Ancient Viking Ship Appears Beached in Grand Junction’s Desert
**This post was first published in February 2016 and republished in April 2020.
On November 12, 1975, a Viking ship mysteriously sailed into the north desert of Grand Junction, Colo. onto the shores of Mt. Garfield. Who were these Viking sailors?
At the time, no one knew how the Viking ship landed on the shores of Mt. Garfield. After a story -- and a photo similar to the one above by Bob Grant -- appeared in a local newspaper, a man named Rollie Rogers "walked the plank" as the man who captained the ship to its port.
Rollie Rogers was a resident of Loma, Colo., in his mid-20s and dreamed of creating this piece of art in the desert for a few years. Capt. Rogers taught carpentry at the District 51 Occupational Training Center. For two years he collected materials to bring his dream to life.
On November 9, 1975, Capt. Rogers, his wife, and first mates, Bill Silva and Mike "Lizard" Adams set sail to the desert with loads of material to hoist the mighty Viking ship's sail.

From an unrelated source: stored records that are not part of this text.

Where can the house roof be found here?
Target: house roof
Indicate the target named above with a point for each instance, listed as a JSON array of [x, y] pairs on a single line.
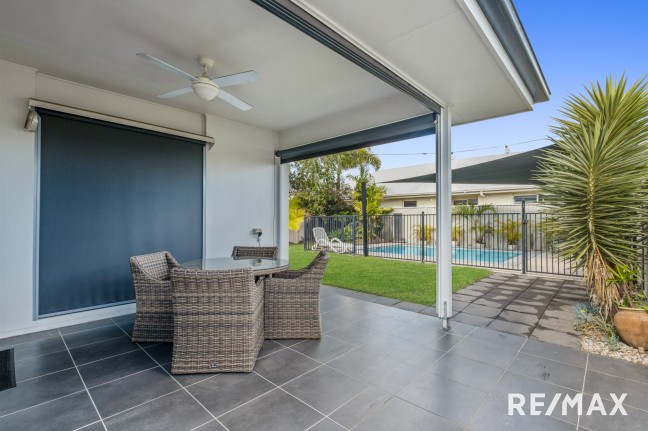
[[513, 168], [306, 91], [395, 190]]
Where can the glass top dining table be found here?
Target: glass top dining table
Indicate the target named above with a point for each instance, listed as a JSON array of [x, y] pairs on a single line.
[[260, 266]]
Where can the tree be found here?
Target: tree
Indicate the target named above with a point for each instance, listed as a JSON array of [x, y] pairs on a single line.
[[321, 185], [595, 179], [474, 213]]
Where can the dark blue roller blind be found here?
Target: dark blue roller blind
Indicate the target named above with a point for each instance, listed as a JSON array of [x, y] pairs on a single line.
[[109, 192]]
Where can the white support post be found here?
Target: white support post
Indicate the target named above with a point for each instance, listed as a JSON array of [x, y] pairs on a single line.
[[281, 208], [444, 216]]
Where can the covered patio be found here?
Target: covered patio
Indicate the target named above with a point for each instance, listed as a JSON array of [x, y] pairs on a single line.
[[333, 76], [375, 368]]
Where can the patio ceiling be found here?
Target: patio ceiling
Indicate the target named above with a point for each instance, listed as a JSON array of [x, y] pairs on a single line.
[[307, 92]]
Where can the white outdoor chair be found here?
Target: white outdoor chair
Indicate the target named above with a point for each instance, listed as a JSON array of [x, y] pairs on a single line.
[[322, 242]]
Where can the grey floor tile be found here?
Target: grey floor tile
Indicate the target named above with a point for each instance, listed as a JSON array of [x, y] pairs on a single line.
[[409, 306], [325, 389], [34, 336], [419, 332], [87, 325], [103, 349], [284, 366], [38, 347], [549, 371], [383, 300], [105, 370], [324, 349], [459, 328], [446, 398], [495, 355], [472, 319], [364, 365], [426, 357], [459, 305], [161, 352], [619, 368], [519, 384], [68, 413], [635, 420], [397, 414], [524, 318], [39, 390], [510, 327], [497, 338], [327, 425], [482, 310], [41, 365], [95, 335], [176, 411], [226, 391], [213, 425], [493, 416], [555, 337], [355, 334], [604, 384], [125, 318], [380, 323], [274, 411], [398, 378], [268, 347], [394, 347], [122, 394], [466, 371], [189, 379], [350, 414], [556, 352]]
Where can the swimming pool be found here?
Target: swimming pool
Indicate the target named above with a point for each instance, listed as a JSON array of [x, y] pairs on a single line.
[[458, 253]]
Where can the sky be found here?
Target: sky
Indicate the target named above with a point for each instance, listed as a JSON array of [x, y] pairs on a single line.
[[576, 42]]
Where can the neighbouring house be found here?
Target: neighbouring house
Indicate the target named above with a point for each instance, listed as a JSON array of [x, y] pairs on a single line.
[[112, 170], [404, 196]]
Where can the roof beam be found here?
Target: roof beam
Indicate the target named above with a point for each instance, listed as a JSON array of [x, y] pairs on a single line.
[[415, 127], [307, 23]]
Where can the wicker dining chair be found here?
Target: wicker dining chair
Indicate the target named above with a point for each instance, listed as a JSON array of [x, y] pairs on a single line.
[[154, 309], [292, 301], [218, 320], [254, 252]]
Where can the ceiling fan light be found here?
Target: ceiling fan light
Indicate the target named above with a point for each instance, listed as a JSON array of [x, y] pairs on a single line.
[[204, 89]]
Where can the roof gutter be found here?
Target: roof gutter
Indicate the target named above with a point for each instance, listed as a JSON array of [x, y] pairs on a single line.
[[505, 22]]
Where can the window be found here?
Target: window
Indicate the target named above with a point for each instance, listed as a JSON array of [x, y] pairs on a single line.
[[465, 201], [527, 198]]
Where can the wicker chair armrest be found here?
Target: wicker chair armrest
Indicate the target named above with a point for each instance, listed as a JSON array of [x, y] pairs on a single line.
[[290, 274]]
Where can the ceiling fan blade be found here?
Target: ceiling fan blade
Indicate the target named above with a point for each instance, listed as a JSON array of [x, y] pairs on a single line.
[[236, 79], [233, 100], [175, 93], [166, 66]]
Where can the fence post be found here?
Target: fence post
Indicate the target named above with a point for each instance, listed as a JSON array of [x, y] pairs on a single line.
[[365, 222], [524, 237], [422, 236], [354, 234]]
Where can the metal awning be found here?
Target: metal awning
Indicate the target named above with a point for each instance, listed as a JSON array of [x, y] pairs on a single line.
[[518, 168]]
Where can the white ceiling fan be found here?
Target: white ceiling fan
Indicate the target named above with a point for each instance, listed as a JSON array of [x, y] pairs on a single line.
[[204, 86]]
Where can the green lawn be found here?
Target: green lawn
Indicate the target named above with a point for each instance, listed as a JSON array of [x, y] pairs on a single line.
[[408, 281]]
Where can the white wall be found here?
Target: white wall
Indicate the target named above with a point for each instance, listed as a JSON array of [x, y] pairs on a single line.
[[241, 186]]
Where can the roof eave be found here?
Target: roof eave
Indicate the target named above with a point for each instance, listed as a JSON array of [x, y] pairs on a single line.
[[505, 22]]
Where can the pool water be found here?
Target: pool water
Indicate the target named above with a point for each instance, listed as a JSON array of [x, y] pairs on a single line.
[[458, 253]]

By the end of the day, the Viking ship stood proudly beneath Mt. Garfield.
Grand Junction's Viking Ship Stats
- Nearly 40-feet long.
- Constructed from fencing and gate planks.
- The Mast - an old utility pole, complete with a sail (bed sheet) and rope.
- A majestic unicorn adorned the bow of the ship.
- Small wooden discs with ancient symbols decorated the top of each side.
Capt. Rogers and his crew no longer reside in the valley, but we hope they sail back into port soon.
The ship slowly sank into the Grand Junction desert never to be seen again.